All of the shows are still dark but all of the bars and restaurants and beaches are now open. I feel like i’m living in a different country than everyone else. Am I? How is a Cheesecake Factory filled to capacity any different than a 500 seat theater? It’s not. I’m not saying that if restaurants are open than theaters should be open. What I’m saying is they all should be closed so people don't fucking die. I do not want myself or my family to die because the CEO of Pepsi decides that our lives are worth their profits. Nothing has changed since March, there’s more virus out there now than there was then and we are no more equipped to handle it.

When people see restaurants and bars open they think we are back to normal, that we are safe. It signals that there is no more danger, so people relax, stop masking and distancing. Because why would our government let us do something that’s not safe? Isn’t there a specific plan? I hate to be the one to have to remind you that the same government that is in charge of reopening is the same government that has made guns easier to get and mental health care harder to get since sandy hook. It’s the same government that hasn’t replaced the water pipes in Flint Michigan that are actively poisoning it’s citizens. It’s the same government that is trying to dismantle our already extremely ill-equipped healthcare system during a pandemic. We are not safe. They will not keep us safe. We have to keep ourselves safe. Nothing is back to normal. Nothing will go back to normal until we stop the spread of the virus by stopping spreading it with our own damn bodies. 

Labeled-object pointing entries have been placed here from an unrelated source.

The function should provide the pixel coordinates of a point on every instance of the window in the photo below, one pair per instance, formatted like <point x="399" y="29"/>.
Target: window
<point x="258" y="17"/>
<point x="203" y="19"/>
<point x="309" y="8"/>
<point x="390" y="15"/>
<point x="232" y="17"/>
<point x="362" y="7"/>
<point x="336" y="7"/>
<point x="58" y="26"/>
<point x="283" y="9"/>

They are doing shows in New Zealand. The shows have gone on because they have completely eradicated the virus. Not with a vaccine. Not with a magic treatment. But by locking the fuck down, testing and tracing and not letting up until it was gone, putting scientists in charge instead of ceos, making a good plan and executing it. The only way to stop this virus is to lockdown and wait. It took New Zealand two months. This could all be over for us if we locked down. I could be back at work. We could be hugging our families. But we are not tough like the dancers dancing on broken legs, musicians singing on shredded vocal chords, actors perfectly portraying someone who is not in a great deal of pain when that is the opposite of their situation.

It’s too late and we’ve lost. The American made nails of freedom over consideration for others are too deeply driven into our nation’s foundation. We are a country of Diva’s, of people who put themselves before the show at every turn. People who put their own bullshit ahead of other’s lives, ahead of the lives of us all. I’m sorry that I have no hope to offer you this week. I can only offer you honesty instead. Many people will continue to die, and the industry of live entertainment in the US is going to die right along with them. We are killing people because people are bored. We are killing people because we are entrenched in a toxic capitalist society that values money over life. We can’t keep putting our bullshit in front of the greater good. Stop participating in the dangerous re-opening if you are privileged enough to do so. It’s not worth your lives and it’s not your responsibility to line the pockets of Restaurant industry CEOS. You have food at home. Wear a mask. Stay as far away from other people as possible. If you can get tested, get tested. Give us all a chance for the show to go on. 

There’s an adage that I prefer to the show must go on that I think is healthier. It allows you to set your own boundaries and encourages group-care over individualism while maintaining a distrust in authority.  It’s a saying by the band the Mountain Goats about touring. They put it on a patch and I'm lucky enough to have one of those patches that I display prominently in my living room. The patch is an outline of a tour van and it says “We have no friends, no one not in the van can be trusted, we ourselves are our only allies, trust ends at the windshield.” I want you all to follow that adage. Do not trust anyone to take care of you, “no one not in the van can be trusted.” Take care of as many people as you can, “we ourselves are our only allies.” Your life is more important than the show.